Which Cancers Require PD-L1 Testing
PD-L1 testing is currently required or recommended across a growing list of cancer types. The FDA has approved companion diagnostic tests for non-small cell lung cancer, urothelial (bladder) cancer, head and neck squamous cell cancer, gastric and gastroesophageal junction cancers, esophageal squamous cell cancer, triple-negative breast cancer, and cervical cancer. For some of these, testing is mandatory before prescribing specific immunotherapy drugs. For others, testing is available but not strictly required for treatment decisions.

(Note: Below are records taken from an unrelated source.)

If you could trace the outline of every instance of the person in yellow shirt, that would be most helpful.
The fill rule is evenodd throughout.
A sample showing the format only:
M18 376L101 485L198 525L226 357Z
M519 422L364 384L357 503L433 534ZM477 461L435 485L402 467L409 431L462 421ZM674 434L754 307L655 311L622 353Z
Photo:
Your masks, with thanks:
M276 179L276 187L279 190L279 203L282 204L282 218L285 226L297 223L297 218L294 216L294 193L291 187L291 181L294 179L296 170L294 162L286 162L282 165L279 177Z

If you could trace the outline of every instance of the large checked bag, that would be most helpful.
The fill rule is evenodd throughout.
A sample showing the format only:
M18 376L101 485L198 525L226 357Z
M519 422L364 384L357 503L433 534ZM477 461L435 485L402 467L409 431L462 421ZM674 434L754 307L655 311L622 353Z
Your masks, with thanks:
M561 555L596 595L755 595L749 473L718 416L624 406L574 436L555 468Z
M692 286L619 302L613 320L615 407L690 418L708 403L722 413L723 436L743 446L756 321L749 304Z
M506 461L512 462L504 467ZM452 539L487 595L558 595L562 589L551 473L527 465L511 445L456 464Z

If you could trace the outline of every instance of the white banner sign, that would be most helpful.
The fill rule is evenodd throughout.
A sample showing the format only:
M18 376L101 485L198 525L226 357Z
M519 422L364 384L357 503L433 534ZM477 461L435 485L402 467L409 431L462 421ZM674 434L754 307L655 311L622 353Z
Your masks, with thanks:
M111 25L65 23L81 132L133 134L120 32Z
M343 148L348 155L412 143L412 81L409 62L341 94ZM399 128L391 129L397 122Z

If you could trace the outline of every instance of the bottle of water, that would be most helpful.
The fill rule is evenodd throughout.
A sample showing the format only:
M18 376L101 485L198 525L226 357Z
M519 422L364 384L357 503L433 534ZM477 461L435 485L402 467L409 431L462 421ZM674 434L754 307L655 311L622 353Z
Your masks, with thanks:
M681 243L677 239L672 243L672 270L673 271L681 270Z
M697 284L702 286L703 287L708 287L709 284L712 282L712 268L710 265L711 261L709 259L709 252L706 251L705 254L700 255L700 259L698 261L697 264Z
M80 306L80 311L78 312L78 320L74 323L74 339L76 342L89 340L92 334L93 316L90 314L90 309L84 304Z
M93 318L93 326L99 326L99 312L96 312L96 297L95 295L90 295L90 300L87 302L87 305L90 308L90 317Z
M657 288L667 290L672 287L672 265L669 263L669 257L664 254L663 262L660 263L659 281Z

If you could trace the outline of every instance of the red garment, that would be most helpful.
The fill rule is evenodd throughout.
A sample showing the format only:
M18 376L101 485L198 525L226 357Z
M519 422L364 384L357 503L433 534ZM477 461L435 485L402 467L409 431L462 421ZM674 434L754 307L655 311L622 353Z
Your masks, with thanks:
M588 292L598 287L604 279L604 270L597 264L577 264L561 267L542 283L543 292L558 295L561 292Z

Not All PD-L1 Tests Are the Same
One complicating factor is that there are multiple FDA-approved PD-L1 tests, each developed with a different antibody and paired with a specific immunotherapy drug. The 22C3 assay is used as a companion diagnostic for pembrolizumab across multiple tumor types. The SP142 assay is paired with atezolizumab. The 28-8 assay is used for the combination of nivolumab and ipilimumab. And the SP263 assay serves as a companion diagnostic for atezolizumab in certain settings.
These assays don’t always produce identical results on the same tissue. Each antibody has slightly different binding characteristics and staining patterns. This means that a PD-L1 score generated with one assay may not be directly interchangeable with a score from another. In practice, the assay your lab uses will typically match the drug your oncologist is considering.
Why a Single Test Can Be Misleading
PD-L1 expression is not uniform throughout a tumor. Research comparing different sites in the same patient found that PD-L1 status between a primary tumor and a metastatic site matched only about 61% of the time. That means in nearly 4 out of 10 patients, a biopsy from one location would give a different PD-L1 reading than a biopsy from another.
PD-L1 levels also shift over time. In patients who received chemotherapy before retesting, PD-L1 status between their pre-treatment and post-treatment tumors matched only 57 to 63% of the time. Whether this reflects the direct effects of chemotherapy or the tumor’s natural evolution isn’t entirely clear, but the practical implication is the same: a PD-L1 result represents a snapshot, not a fixed characteristic of the cancer.
One study concluded that at least five biopsy samples may be necessary to accurately capture a tumor’s PD-L1 status in advanced gastric cancer, since the protein’s expression can vary even within different regions of the same tumor. This kind of variability is one reason oncologists sometimes make treatment decisions based on multiple factors beyond PD-L1 alone, including tumor genetics, overall health, and the specific cancer type.